Historische canon Korps Commandotroepen
Implementation Force en Stabilisation Force (IFOR en SFOR, Bosnië-Herzegovina), 1996-2001
Nederlandse commando’s waren ook betrokken bij de pogingen van de internationale gemeenschap, specifiek de Noord-Atlantische
Verdragsorganisatie (NAVO), om de vrede in Bosnië vanaf 1996 te
bestendigen. De lokale partijen hadden onder grote internationale druk eind 1995 de strijdbijl moeten begraven. Een 60.000 man sterke NAVO-
troepenmacht, aanvankelijk Implementation Force (IFOR, 1996) en later Stabilisation Force (SFOR, vanaf 1997) geheten, ging toezien op de naleving van de militaire delen van het zogenoemde ‘Vredesakkoord van Dayton’.

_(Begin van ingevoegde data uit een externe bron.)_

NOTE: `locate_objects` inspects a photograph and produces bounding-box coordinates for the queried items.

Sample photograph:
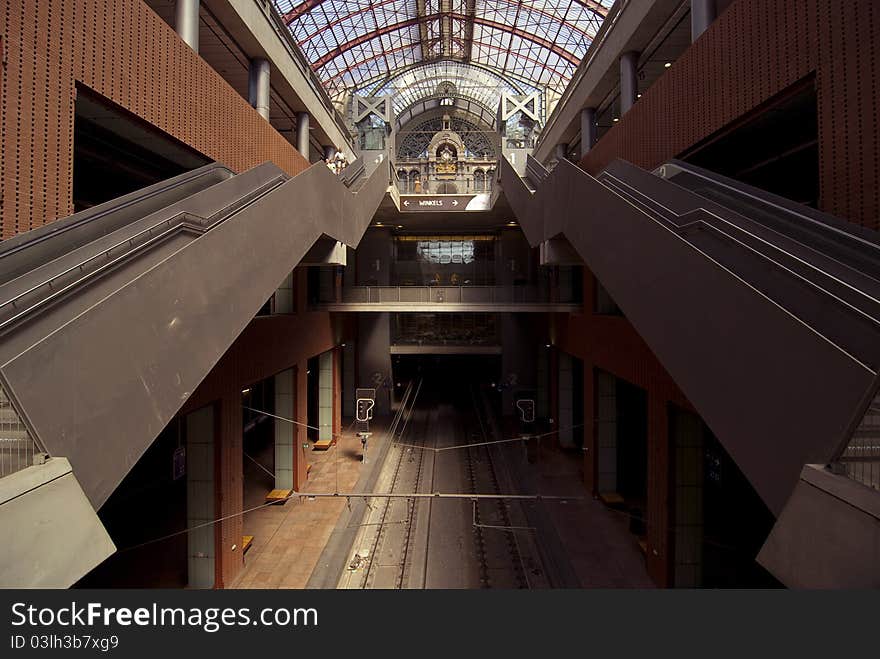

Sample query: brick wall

[553,268,693,586]
[0,0,308,238]
[581,0,880,229]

IFOR en SFOR hadden een robuust, dwingend karakter.
De commando’s vervulden in dit kader met collega-Special Forces uit andere NAVO-landen de rol van Joint Commission Observers (JCO’s). Het JCO-concept stamde uit de tijd van de VN-vredesmacht UNPROFOR, toen commandanten kleine groepen goedgetrainde commando’s inzetten om hun ogen en oren in het operatiegebied te zijn. Omdat getrouwe naleving van het Dayton-akkoord geen zekerheid was, had het IFOR/SFOR-hoofdkwartier doorlopend behoefte aan directe informatie vanuit en over de burgerbevolking en van/over de voormalige strijdende partijen.
Daarnaast was er een KCT-detachement (eerst vier ploegen, later twee) actief bij het Nederlandse gemechaniseerde bataljon (Mechbat) dat aan IFOR en daarna SFOR was verbonden. Dit detachement commando’s voerde vooral speciale verkenningen uit, met name in Midden-Bosnië, waar het Nederlandse Mechbat opereerde. In 1997 waren de commando’s betrokken bij de arrestatie van twee Kroatische verdachten van oorlogsmisdaden in het Nederlandse operatievak. Daarbij kregen zij versterking van het KCT en het Korps Mariniers vanuit Nederland.
Het detachement commando’s bij het Mechbat stopte in de zomer van 1998. Het aparte optreden met JCO’s voor het SFOR- hoofdkwartier werd dat jaar juist weer hervat en duurde daarna tot en met 2001.